Thanks for the green tea tip, I did this about 1 month ago switching from diet soda to green tea.I do add a little squirt of agave nectar in my iced green tea to sweeten it up a bit. I am also in San Diego- Actually in Oceanside. Found your blog through twitter I will put you on our blogroll.
.-= Iris Robin´s last blog ..Nasturtium salad recipe. Source for your organic gardening supplies. =-.

Bucksome March 11, 2010 at 6:04 am

Hi Iris,

Congratulations on giving up the diet soda; I haven’t done that yet but have added green tea to my diet.

We used to live in Oceanside but moved inland a couple of years ago.

fern March 11, 2010 at 11:43 am

As far as beverages go, i Mostly drink skim milk, black tea and water. Green tea is too bland to drink without a sweetener, so i’m not sure I’d reduce my sugar intake, tho green tea certainly offers health benefits.

As for grains, i much prefer whole wheat berries, which have a chewy texture. It’s a shame I don’t see mention of them that often.

Bucksome March 12, 2010 at 7:12 am


I’ll have to give the whole wheat berries a try. I’ve tried many new grains over the past year but not that yet. Barley is a new favorite of mine that I never ate until recently.

Daddy Paul March 11, 2010 at 7:38 pm

Pleasant read.
I sure love my garden. I give away more than we eat but that’s ok. I see green onions growing today as the snow melts. I get more creative every year on getting my garden to produce for more of the year. Once you eat fresh veggies the rubbery ones in the store at 3 buck a pound don’t cut it.

Bucksome March 12, 2010 at 7:13 am

Daddy Paul, we don’t have our own yard with our condo so no gardening.

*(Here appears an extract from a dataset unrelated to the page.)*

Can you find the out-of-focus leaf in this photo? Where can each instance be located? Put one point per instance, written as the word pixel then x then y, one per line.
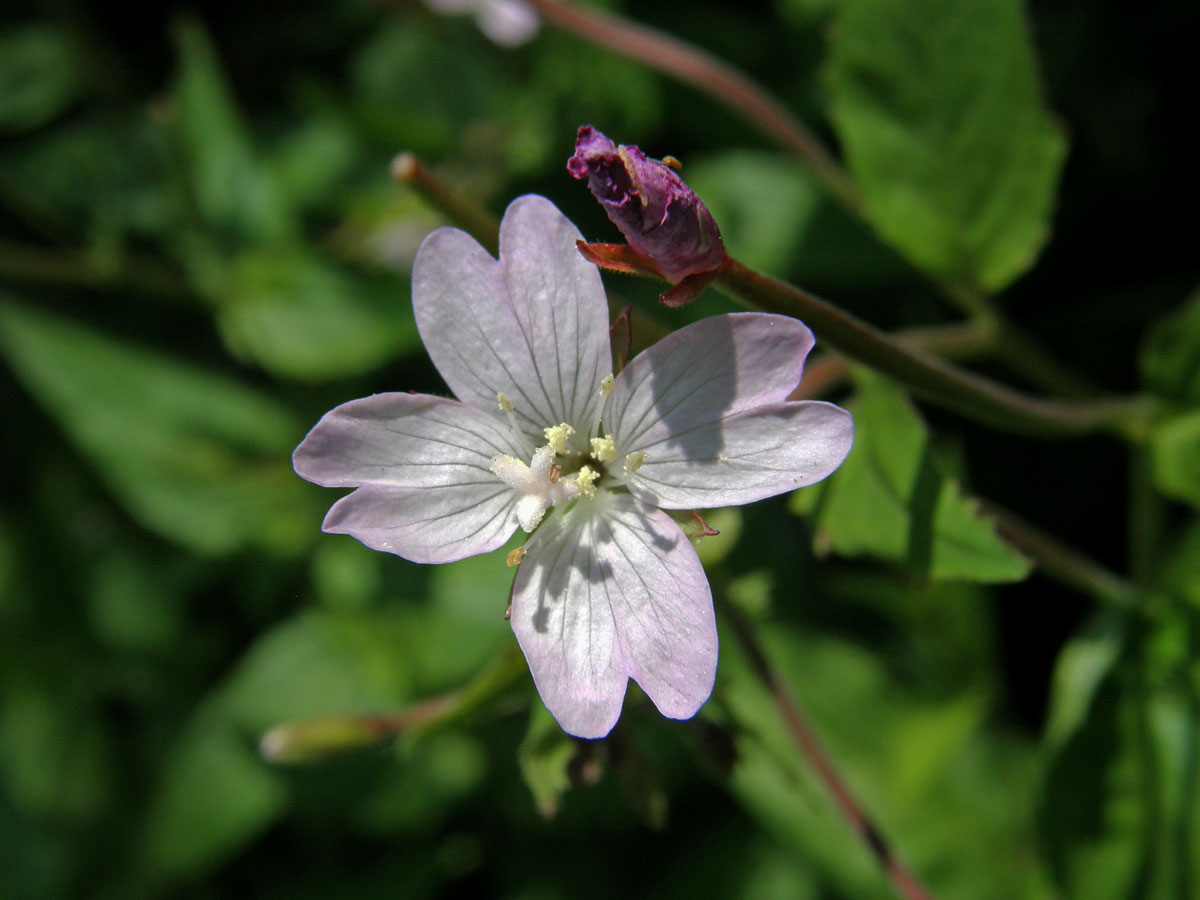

However, I should start shopping the local farmer’s markets especially now with spring produce available.

Forest June 13, 2010 at 3:16 am

I love Quinoa but can’t find it here in Egypt 🙁

I’m just starting my balcony garden too…. Tomatoes and basil (staples in my house) first.

Bucksome June 13, 2010 at 7:14 pm

Forest, I knew you’d be stopping by when I read you were hitting all the links in Jeff’s post. Thanks for stopping by. I’m sorry you don’t have Quinoa in Egypt. Tonight we had barley for dinner. Do you have that there?

Forest June 14, 2010 at 1:21 am

Ahh cool, wasn’t sue if many people picked up that I was doing the rounds, it took forever and ever to read every single post!!!

I almost bought barley yesterday but I have no idea how to prepare it and didn’t know you could eat it like rice on the side…… I will have to look up preparation and grab some.

I have been eating more cous cous but I don’t love it that much unless it’s got loads of chilli in it :), I just need to cut down on rice and pasta. I know brown rice is fine but it’s still good to have a variety of grains and pulses in my diet.

Throckmorton Jones June 14, 2010 at 4:06 am

Many of these I already try to follow (I don’t drink soda at all, and rarely drink juices) and I try to include lots of fresh veggies whenever possible. I have been meaning to look for quinoa or bulgar (do I have that name right?) and try them as well. We eat tons of pasta but it does get old sometimes.

Bucksome June 14, 2010 at 8:32 pm

Trockmorton Jones, I hope you’re eating whole wheat pasta. It’s an acquired taste but healthier.

Throckmorton Jones June 14, 2010 at 8:35 pm

I love it, but its not always on the shelf when I go to buy some so its hit or miss. I think we have one package of whole wheat spaghetti left, and then its the other stuff for a while.

I never really noticed that much of a difference in taste the first time we used it, but I have noticed some seem to sit heavier in my stomach then others making less more. Same with whole wheat tortillas.